June 18, 2003

XXL

N 40° 00.794´ W 105° 15.603´ (Boulder, CO)

Alles an diesem Land ist XXL: die Gebäude, das Übergewicht der Mitreisenden, die Essensportionen, die Kaffeetassen, die Betten, die Fernseher, die Entfernungen, die Selbstbewusstseinssimulation, die Freundlichkeitssimulation, die Stillosigkeit, der Service und der Verfall. Es scheint als wäre europäische Mässigung hier einfach wegoptimiert worden. Der einfachste Weg Wettbewerb zu betreiben ist immer erstmal "mehr". Qualität erscheint irgendwie zweitrangig.

Auf der Fahrt mit dem Shuttle bewundere ich die doch stark an Osteuropa / Russland erinnernden Elektro- und Telefonkabelinstallationen. Es ist schon ein anderer Engineering-Stil der hier gepflegt wird, aber die grundsätzliche Sorglosigkeit ist ähnlich. Zum Ausgleich gibt es Unmengen von Warnschildern. Offenbar gilt die Grundannahme das die Fähigkeit das eigene Handeln vorrausschauend zu gestalten nur bei einer Minderheit vorhanden ist. Auch die Verkehrsschilder sind explizit. "Left lane must turn left" Die Frage ist natürlich wie sich das alles mit der Analphabetenquote vereinbaren lässt.

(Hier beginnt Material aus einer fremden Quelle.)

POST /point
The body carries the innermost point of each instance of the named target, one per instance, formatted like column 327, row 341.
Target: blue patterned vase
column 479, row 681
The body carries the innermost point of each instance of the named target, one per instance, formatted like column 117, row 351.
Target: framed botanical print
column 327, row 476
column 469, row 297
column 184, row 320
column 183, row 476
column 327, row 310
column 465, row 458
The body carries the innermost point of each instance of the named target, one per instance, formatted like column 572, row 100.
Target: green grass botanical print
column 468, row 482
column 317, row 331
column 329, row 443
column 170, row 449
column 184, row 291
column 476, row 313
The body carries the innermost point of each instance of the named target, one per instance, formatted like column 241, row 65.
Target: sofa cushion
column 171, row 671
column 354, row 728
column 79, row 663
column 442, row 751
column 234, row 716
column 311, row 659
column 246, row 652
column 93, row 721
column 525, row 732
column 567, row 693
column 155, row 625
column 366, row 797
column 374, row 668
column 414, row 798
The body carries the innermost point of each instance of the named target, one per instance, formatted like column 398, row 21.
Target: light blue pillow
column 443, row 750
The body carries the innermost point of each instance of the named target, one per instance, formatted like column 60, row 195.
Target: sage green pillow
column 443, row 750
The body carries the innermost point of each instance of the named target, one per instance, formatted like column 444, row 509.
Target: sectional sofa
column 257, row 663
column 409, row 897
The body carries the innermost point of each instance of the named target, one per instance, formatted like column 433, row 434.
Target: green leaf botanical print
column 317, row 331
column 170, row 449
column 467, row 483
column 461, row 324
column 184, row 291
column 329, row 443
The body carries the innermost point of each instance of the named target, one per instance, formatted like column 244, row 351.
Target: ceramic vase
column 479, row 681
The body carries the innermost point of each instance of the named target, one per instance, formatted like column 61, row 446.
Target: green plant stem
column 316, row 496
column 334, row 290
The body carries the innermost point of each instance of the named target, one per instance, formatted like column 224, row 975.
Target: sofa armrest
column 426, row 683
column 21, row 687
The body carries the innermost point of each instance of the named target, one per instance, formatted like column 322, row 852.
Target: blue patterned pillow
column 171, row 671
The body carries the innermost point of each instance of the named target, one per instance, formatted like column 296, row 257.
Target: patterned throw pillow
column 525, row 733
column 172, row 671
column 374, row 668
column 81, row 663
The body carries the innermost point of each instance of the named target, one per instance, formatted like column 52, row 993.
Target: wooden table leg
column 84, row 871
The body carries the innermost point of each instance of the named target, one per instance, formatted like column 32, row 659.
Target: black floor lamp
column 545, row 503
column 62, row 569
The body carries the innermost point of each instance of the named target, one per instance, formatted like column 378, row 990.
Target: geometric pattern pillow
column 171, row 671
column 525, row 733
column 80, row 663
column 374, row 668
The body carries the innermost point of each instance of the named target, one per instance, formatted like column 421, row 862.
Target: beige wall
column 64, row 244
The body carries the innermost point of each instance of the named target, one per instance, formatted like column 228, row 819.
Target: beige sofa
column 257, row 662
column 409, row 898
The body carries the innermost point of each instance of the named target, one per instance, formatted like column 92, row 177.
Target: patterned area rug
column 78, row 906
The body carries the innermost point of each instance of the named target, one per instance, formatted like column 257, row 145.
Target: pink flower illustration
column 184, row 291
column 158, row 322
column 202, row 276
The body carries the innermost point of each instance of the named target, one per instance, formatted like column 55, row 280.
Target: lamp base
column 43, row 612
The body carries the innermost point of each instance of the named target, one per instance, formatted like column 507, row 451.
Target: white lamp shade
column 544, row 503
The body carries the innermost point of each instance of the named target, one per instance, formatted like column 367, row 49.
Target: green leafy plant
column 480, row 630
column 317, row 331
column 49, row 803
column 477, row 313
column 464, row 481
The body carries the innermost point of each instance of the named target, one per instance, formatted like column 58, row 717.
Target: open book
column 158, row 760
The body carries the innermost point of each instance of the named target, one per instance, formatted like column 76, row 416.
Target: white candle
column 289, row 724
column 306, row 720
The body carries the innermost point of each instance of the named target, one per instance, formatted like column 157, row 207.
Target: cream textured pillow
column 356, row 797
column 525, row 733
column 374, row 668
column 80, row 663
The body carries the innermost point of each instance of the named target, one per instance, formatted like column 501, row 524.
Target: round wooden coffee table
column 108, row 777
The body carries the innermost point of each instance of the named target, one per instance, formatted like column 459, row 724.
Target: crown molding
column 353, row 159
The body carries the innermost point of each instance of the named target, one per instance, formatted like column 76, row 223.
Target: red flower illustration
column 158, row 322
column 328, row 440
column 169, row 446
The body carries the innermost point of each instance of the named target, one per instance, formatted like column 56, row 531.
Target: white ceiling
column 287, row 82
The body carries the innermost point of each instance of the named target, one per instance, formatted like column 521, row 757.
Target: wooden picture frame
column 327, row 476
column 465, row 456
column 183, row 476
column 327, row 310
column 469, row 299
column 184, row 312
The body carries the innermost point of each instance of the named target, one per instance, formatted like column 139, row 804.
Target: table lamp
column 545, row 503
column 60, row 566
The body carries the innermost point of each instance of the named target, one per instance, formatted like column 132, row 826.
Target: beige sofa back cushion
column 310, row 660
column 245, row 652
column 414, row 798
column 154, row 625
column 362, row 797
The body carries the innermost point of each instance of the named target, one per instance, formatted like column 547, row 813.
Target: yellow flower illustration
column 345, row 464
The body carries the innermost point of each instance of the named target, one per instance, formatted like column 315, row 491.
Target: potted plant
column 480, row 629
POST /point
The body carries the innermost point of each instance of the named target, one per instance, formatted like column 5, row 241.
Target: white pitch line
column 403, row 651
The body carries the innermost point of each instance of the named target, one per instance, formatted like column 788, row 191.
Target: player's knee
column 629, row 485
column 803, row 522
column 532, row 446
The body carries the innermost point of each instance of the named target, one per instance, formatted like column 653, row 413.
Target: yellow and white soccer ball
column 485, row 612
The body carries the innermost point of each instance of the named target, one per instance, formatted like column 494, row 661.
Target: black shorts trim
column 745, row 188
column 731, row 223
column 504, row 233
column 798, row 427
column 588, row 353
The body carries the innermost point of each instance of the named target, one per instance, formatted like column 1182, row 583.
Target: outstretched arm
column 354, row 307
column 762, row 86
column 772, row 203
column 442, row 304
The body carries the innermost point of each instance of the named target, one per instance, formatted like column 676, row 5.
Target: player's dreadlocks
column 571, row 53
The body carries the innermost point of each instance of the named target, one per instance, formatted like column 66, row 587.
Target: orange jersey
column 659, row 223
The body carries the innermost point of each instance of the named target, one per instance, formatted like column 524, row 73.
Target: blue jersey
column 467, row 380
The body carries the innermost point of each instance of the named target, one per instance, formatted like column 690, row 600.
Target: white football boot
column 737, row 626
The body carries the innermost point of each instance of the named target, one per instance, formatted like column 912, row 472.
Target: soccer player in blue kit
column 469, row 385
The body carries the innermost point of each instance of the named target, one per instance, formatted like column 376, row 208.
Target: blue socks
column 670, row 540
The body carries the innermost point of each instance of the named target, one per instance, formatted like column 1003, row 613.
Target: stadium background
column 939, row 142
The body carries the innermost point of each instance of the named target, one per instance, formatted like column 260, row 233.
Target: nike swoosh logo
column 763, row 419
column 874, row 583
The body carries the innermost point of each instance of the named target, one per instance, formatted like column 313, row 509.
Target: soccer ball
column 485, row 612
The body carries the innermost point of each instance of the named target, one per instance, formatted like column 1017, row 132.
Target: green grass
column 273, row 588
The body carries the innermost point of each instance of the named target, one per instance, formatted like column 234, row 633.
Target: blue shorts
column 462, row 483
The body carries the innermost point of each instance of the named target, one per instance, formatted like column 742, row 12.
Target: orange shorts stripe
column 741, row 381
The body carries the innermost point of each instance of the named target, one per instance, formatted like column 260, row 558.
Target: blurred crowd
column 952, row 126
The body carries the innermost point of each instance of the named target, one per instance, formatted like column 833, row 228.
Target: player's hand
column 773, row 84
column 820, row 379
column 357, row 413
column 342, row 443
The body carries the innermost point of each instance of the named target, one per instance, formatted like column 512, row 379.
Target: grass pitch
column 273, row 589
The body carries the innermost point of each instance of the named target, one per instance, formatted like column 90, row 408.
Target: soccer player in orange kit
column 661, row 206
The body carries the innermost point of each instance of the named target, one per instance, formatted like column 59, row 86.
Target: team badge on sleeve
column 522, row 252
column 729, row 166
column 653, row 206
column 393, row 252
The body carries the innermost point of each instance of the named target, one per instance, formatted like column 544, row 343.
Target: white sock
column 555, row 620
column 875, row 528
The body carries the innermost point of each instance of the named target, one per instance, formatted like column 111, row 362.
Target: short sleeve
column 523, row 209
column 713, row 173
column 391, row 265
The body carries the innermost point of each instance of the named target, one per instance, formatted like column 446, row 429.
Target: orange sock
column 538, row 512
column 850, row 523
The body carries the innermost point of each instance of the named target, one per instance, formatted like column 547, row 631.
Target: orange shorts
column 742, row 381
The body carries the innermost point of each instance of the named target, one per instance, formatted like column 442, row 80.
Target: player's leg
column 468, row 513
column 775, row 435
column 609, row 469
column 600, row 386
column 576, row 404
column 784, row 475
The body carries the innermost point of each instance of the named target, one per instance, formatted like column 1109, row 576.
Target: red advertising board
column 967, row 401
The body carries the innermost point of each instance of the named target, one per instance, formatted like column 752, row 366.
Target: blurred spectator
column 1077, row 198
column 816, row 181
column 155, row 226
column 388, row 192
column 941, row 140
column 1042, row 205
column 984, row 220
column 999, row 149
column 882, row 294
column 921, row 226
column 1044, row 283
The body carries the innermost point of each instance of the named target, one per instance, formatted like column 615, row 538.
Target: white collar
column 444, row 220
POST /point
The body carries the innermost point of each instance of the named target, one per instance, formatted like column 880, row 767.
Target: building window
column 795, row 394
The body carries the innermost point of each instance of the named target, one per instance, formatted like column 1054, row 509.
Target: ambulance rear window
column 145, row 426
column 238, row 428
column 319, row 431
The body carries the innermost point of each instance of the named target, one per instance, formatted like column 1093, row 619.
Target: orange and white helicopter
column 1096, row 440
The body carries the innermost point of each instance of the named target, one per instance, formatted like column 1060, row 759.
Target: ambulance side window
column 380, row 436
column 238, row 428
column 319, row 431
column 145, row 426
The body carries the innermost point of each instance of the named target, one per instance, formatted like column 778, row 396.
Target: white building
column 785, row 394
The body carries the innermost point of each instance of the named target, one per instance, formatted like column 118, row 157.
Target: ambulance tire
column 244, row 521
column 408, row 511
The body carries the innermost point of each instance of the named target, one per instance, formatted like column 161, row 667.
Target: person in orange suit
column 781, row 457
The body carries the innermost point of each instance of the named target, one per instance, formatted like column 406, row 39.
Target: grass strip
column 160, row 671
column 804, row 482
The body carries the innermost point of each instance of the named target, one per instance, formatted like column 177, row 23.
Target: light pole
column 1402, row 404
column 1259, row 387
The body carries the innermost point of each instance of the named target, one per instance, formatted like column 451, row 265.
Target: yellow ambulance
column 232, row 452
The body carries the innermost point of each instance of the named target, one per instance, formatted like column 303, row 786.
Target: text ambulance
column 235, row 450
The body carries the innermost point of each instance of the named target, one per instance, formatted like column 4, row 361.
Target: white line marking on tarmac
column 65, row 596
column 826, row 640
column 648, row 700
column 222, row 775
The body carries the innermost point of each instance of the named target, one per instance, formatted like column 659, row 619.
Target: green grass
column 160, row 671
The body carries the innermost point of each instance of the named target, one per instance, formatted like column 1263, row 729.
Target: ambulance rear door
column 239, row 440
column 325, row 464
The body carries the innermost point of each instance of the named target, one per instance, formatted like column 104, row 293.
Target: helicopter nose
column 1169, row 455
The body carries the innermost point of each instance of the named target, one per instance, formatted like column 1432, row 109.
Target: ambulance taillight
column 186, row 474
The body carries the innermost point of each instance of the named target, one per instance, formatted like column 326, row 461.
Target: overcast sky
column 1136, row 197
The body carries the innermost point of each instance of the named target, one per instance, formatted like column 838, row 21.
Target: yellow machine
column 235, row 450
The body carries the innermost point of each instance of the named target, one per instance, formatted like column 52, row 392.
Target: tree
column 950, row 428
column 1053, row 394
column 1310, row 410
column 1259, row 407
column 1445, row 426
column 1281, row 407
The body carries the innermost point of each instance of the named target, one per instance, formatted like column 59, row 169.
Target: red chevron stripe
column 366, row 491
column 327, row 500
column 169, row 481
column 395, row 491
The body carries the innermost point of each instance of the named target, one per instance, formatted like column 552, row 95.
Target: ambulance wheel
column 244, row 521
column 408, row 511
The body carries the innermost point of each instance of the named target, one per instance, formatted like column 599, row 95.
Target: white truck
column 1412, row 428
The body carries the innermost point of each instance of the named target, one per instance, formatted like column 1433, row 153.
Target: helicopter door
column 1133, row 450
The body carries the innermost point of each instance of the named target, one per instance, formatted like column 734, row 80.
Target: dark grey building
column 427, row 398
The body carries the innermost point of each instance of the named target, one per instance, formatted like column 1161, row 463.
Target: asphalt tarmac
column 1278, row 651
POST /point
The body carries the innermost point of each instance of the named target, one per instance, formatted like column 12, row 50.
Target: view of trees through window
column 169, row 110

Mein Hotelfenster wird durch einen Aufkleber sicher gemacht:
"DO NOT LEAVE CHILDREN UNATTENDED NEAR OPEN DOORS OR WINDOWS".

Das Schwimmbad des Hotels (es wirkt auch so ein kleines bischen russisch) wartet an jeder vormals unbeschilderten Fläche mit einem "ATTENTION! NO LIFE GUARD ON DUTY!"-Hinweis auf. An der Hoteltür hängt eine Seite Kleingedrucktes in der die unerfreulichen Dinge erläutert werden die man hierzulande so mit Zechprellern tut. Liest sich nicht sehr attraktiv.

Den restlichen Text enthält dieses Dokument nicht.